Жутко смотреть. После днепровских порогов впервые встретили лес, и тот, нелепый, черно-зеленой стеною вздыблен над степью. Выше: хребет на хребте, чистый снег, и меж туч — лезвием острым — обледенелый гребень.

Уже зима наверху.

— Там вечно зима, — сказал Урузмаг.

— Это, наверно, и есть край земли. Поди одолей. Немыслимо, чтобы где-то еще, за дикими кручами, ровное место нашлось и люди держались на нем.

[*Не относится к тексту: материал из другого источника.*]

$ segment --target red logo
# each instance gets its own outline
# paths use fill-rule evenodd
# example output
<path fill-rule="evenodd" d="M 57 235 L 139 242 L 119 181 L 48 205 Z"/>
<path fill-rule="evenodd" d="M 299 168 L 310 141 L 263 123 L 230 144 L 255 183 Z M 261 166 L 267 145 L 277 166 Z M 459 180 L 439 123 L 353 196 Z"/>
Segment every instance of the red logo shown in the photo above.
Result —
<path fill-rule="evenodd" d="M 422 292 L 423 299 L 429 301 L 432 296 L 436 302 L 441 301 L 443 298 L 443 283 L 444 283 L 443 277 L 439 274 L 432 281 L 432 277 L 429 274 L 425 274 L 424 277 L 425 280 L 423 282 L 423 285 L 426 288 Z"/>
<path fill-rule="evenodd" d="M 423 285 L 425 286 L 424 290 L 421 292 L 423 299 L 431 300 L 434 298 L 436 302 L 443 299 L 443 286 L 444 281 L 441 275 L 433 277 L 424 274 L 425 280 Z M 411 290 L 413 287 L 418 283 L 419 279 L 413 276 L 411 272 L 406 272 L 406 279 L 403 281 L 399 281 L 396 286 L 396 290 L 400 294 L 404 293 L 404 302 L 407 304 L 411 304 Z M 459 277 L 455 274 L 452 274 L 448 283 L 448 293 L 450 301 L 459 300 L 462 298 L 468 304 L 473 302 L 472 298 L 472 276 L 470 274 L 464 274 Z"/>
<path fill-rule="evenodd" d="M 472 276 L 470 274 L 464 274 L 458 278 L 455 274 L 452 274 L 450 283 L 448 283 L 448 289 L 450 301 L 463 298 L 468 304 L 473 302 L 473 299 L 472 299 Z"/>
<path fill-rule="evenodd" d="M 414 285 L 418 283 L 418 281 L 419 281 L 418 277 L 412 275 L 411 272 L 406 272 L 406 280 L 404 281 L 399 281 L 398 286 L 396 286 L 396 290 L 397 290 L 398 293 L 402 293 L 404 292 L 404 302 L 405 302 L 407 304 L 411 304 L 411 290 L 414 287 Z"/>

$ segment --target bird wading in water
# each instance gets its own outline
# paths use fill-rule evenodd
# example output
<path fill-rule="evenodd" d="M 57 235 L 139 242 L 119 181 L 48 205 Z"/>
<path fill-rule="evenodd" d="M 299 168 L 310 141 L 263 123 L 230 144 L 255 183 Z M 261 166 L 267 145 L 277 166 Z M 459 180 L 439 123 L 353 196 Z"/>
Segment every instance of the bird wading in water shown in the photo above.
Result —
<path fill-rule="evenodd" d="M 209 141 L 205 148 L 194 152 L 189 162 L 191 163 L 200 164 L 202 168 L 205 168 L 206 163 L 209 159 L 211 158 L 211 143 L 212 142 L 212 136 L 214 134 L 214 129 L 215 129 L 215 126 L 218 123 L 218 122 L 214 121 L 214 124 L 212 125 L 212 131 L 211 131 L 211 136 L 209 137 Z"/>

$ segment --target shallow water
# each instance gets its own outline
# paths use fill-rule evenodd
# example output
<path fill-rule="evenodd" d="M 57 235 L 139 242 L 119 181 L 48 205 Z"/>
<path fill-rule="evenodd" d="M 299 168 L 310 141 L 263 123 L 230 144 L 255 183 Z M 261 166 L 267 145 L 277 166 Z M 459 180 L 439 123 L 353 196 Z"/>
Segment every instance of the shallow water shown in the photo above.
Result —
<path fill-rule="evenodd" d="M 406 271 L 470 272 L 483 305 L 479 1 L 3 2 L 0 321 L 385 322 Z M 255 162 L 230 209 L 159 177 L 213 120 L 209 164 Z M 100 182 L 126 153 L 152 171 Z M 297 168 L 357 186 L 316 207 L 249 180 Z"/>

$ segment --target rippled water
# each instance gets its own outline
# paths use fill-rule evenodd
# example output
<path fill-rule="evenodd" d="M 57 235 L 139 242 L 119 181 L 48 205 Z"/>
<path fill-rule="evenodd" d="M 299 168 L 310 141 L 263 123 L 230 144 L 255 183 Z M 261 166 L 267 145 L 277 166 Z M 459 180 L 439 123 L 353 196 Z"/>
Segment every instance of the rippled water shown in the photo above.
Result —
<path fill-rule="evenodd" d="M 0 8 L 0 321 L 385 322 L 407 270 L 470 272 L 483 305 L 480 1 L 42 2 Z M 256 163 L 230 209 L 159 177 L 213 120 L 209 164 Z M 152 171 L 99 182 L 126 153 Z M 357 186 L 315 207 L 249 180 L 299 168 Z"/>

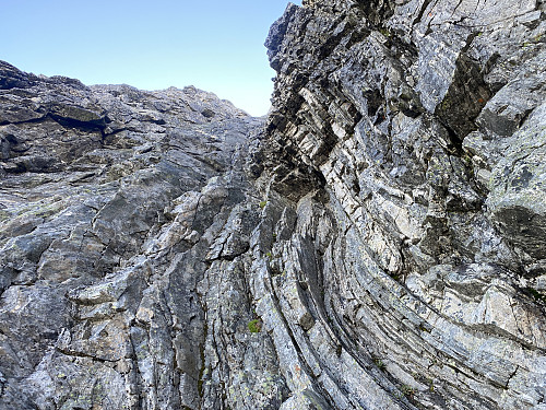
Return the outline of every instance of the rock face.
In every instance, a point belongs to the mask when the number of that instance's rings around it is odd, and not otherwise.
[[[546,409],[542,1],[304,1],[273,110],[0,65],[0,409]]]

— Те, что живут позади диких круч, — усмехнулся алан, — тоже небось, впервые к махине этой приблизившись, судят о ней подобно тебе.

Всюду — камень. Селение в каменных башнях, узких, высоких. Переходили напротив него озорную, узорную, в пене, в крупных, с корову брюхатую, сизых обкатанных глыбах, подгорную речку — повозка, где с присными ехал главный хазарин, резко скривилась… и скинула, гордых, в стремнину. Вопль. Вода — холодна, как в полынье.